Stil im Verkehr mit Jeroen van Rooijen
Pessimisten mosern ja gerne darüber, dass die heutige Welt bald nur noch aus "Likes" besteht – Sie wissen schon, Daumen hoch, Herzchen und Kudos, die Ermunterung auf den üblichen Social-Media-Plattformen. Alles sei nur noch liebenswerte Oberfläche, unverbindlicher Kuschelkitsch. Solches Meckern befremdet mich immer wieder. Was soll daran falsch sein, sich ein bisschen Zuspruch zu geben?
Denn tatsächlich besteht ein guter Teil des real existierenden Daseins – und der virtuellen Welt! – aus Unzufriedenheit, Neid, Missgunst oder gar Hass. Wer auf der Strasse unterwegs ist, weiss das nur zu gut: Hätten Autos Ellbogen, so wären sie zehnmal so gross wie ihre Rückspiegel. Doch auch Velofahrer sind keineswegs allesamt wehrlose Schmusekätzchen. Sie fahren oft auf Teufel komm raus, wie Asphalt-Krieger um jeden Meter Strassenraum kämpfend. Sie spucken, treten und schimpfen, um schneller ans Ziel zu kommen und die anderen zu demütigen.
Ich finde das alles schräg und wenig zielführend. Und empfehle darum, die "Like-Kultur" der virtuellen Welt auch in die reale Welt zu übertragen – insbesondere ins Verkehrsgeschehen. Mit dem Daumen hoch geht's besser. Man ist sich ja nicht nur im öffentlichen, sondern auch im individuellen Verkehr – insbesondere im urbanen Raum – recht nahe. Da bietet es sich an, ein paar Komplimente zu verteilen. Ich praktiziere dies seit geraumer Zeit mit recht befriedigenden Ergebnissen – und zwar als Autofahrer wie als Velofahrer. Denn ich bin beides, je nach Einsatzgebiet, Strecke oder Transportvolumen.

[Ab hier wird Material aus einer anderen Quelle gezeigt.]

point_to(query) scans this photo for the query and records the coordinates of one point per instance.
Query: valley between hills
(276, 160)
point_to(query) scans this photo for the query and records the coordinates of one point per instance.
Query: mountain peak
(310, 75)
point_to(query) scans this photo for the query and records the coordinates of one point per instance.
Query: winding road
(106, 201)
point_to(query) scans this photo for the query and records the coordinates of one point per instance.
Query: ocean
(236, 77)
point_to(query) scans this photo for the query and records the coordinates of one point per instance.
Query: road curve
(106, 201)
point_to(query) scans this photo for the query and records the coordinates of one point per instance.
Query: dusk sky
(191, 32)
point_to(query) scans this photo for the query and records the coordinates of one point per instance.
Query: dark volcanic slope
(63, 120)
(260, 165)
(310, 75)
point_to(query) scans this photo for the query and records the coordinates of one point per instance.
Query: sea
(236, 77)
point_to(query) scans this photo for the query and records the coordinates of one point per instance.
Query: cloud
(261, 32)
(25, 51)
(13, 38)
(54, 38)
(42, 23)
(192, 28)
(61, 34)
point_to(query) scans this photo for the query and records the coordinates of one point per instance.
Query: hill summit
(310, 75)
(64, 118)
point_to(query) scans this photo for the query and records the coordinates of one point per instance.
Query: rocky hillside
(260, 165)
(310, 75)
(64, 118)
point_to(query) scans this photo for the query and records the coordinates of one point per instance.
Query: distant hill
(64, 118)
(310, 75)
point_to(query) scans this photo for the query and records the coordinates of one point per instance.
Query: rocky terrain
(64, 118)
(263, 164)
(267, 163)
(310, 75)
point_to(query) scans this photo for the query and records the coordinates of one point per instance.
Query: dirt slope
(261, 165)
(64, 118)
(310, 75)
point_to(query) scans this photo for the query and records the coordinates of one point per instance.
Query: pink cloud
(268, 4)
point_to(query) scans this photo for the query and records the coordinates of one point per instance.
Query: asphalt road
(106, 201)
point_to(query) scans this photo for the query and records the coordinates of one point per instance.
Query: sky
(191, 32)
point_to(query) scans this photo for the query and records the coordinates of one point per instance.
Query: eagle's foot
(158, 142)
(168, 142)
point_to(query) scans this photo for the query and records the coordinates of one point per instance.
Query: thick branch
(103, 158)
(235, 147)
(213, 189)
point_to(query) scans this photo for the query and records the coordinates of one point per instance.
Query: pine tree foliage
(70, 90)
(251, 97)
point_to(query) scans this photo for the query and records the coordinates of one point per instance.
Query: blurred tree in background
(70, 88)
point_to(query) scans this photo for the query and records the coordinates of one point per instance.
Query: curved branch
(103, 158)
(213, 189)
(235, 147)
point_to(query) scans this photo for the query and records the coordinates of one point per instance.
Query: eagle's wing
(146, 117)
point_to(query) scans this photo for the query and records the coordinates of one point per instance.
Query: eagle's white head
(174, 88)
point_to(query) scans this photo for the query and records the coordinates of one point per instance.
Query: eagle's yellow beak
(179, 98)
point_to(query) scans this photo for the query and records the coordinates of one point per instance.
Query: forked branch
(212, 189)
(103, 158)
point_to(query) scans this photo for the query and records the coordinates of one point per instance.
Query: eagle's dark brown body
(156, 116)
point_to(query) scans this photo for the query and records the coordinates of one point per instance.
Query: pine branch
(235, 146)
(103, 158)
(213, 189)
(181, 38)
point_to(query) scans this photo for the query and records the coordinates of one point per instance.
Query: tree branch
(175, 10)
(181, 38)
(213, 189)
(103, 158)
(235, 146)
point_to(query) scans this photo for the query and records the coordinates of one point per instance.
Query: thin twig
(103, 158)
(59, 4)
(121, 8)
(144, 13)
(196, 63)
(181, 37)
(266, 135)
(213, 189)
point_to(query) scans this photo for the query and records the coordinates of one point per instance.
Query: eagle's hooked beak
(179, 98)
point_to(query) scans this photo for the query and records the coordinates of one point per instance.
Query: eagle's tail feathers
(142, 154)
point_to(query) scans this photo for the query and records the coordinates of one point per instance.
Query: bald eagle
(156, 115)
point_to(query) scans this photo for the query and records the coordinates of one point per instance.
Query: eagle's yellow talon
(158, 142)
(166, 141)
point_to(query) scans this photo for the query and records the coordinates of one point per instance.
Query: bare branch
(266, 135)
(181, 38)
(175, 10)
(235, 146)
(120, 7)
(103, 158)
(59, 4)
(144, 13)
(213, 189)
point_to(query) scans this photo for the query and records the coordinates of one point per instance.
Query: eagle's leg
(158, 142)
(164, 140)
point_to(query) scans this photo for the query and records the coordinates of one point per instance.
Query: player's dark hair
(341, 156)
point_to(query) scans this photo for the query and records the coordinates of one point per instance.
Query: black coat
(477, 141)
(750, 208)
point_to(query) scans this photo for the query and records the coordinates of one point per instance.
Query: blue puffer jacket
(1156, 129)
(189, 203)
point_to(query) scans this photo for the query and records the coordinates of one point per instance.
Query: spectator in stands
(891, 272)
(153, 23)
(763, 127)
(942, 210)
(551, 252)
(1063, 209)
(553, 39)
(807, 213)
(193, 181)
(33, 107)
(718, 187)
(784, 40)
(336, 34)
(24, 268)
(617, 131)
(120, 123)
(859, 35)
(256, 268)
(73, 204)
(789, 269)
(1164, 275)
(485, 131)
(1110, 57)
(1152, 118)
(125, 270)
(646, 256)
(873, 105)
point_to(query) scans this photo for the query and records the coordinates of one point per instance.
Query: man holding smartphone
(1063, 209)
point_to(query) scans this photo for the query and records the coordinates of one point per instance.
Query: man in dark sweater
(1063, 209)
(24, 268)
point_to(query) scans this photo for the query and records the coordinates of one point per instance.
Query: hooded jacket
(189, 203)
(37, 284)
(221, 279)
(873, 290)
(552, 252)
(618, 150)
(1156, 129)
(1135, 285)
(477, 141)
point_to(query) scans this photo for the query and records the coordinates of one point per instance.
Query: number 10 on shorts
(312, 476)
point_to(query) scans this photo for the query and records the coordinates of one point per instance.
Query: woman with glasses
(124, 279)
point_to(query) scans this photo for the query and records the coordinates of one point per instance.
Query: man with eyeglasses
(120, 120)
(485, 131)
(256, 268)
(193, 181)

An dieser Stelle eine kleine Klammerbemerkung: Ich denke, dass viele Akteure der scheinbar bis aufs Blut verfeindeten Fraktionen in Wahrheit doch beides sind – also Auto- und Velofahrer – und einfach nur den Hut wechseln, je nach Verkehrsmittel.
Nun also zurück zum "Liken". Es geht ganz einfach. Man verteilt Komplimente. Wortlos durchs geschlossene Fenster nebeneinander am Rotlicht stehend mit dem Daumen, wenn einer ein besonders schönes Vintage-Auto fährt. Oder verbal, wenn man einen Velofahrer überholt und ihm zum schönen Stahlross gratuliert. Das geht natürlich nur, wenn er auch wirklich ein solches fährt. Man kann aber auch schön angezogenen Menschen auf rostigen Drahteseln zuwinken. Mache ich ab und zu, viele reagieren verdutzt – doch es wirkt entspannend, entkrampfend, verbindend.
Entspannung und De-Eskalation: Das sind für mein Verständnis die Wege, die beschritten werden müssen, um die vergifteten Zustände auf den Strassen zu verbessern. Das geht natürlich nicht nur mit Höflichkeiten und Komplimenten, sondern setzt eine entsprechende Fahrweise voraus: Grosszügig sein, sich gegenseitig den Vortritt gönnen, vorausschauend dem anderen Raum geben – man hat es alles einmal in der Fahrschule gelernt. Also hat man es, wenn man es bewusst trainiert, auch schnell wieder intus.